Улыбка Лукьяна была какой угодно, но только не доброй.
Он прищелкнул пальцами.
— В точку.
— Но с чего они… — забормотал Иларион.
— Из-за этого, — сказал Платон, указывая на что-то у нас под ногами.
И, когда мы посмотрели вниз, туда, куда падал свет от ограждающих тропу иллюзорных свечей, по земле туда-сюда носились стайки муравьев.
И трава под ними — чахла.
— Там кто-то есть, — Иларион указал рукой в темноту за пределами тропы. — Он… Он ранен! Нужно помочь.
Он сорвался с места так быстро, словно от этого зависела чья-то жизнь, и, должно быть, в его воображении, в том, что видел лично он прямо сейчас, так оно и было. Возможно, он даже не слышал слов Платона. Не заметил того, на что все указывало.
Или слышал их не так.
И он наверняка не слышал, как я крикнула:
— Иларион, не ходи туда!
Потому что я уже поняла, что произошло.
Насекомые.
Чахлая трава.
Галлюцинации.
Где-то рядом было проклятое место.
Со столь мощной темной энергией, что она просачивалась даже сквозь защитные чары тропы.
Иларион успел сделать только полшага за границу, когда что-то схватило его и дернуло в темноту. Стоявший ближе всех Платон метнулся следом, на какую-то долю секунды он даже ухватил Илариона за руку, рухнув на колени, а потом — рука Илариона выскользнула из его руки, и он словно растворился в темноте леса.
Прошло несколько минут.
Несколько бесконечно долгих минут, в течение которых никто не мог сдвинуться с места. Или хоть что-нибудь сказать.

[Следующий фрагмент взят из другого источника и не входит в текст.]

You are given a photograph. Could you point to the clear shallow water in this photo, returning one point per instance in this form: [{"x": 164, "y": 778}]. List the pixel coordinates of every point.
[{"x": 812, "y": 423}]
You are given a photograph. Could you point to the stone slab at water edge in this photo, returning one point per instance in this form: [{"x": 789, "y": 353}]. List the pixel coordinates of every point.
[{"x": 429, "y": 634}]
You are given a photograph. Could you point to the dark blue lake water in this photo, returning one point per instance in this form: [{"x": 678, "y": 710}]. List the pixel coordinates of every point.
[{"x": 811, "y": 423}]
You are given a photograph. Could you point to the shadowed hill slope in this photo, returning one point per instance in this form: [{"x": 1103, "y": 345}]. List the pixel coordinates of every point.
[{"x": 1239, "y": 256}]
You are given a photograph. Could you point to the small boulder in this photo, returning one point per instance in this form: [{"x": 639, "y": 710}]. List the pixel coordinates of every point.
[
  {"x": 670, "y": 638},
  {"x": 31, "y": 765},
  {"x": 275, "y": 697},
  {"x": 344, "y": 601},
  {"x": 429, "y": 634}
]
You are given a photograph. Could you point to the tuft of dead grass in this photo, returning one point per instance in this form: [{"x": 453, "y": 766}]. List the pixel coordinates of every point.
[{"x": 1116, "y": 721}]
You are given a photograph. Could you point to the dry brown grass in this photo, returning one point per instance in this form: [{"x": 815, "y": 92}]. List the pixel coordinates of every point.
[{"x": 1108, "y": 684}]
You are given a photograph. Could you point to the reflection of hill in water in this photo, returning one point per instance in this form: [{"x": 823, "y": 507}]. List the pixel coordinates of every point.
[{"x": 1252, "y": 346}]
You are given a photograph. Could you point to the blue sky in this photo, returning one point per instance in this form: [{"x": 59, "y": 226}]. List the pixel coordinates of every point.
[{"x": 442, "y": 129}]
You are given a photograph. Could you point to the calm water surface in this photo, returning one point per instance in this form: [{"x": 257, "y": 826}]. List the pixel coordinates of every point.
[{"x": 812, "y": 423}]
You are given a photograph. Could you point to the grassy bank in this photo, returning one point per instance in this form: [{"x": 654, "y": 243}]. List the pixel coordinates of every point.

— Браслет, — наконец пробормотала Евжена. — браслет должен был сейчас телепортировать его в академию, верно? — она посмотрела на Лукьяна. — Так ты сказал? С ним, с ним все будет в порядке?
— Не уверен, — Лукьян помотал головой.
— Но!
Он указал на Платона, который все еще мелко подрагивая от шока и хватая ртом воздух, как выброшенная на берег рыба, медленно поднялся на ноги, демонстрируя что-то зажатое в его руке.
Надежда прикрыла руки в немном крике.
Браслет Платона все еще был на его запястье.
Так что второй, тот, который он сжимал в кулаке, сжимал сильно, до побелевших костяшек.
Этот мерцающий фиолетовым браслет.
Это был браслет Илариона.
— Ты ничего не мог с этим сделать? — зло спросила Надежда.
Куда злее, чем должна была. Буквально на секунду черты ее лица заострились, и я подумала, что ещё немного и она бросится на кого-нибудь как дикая кошка. Но, словно придя в себя, она снова неловко потупилась.
Интересная картина.
Поначалу я даже не поняла, к кому именно она обращается.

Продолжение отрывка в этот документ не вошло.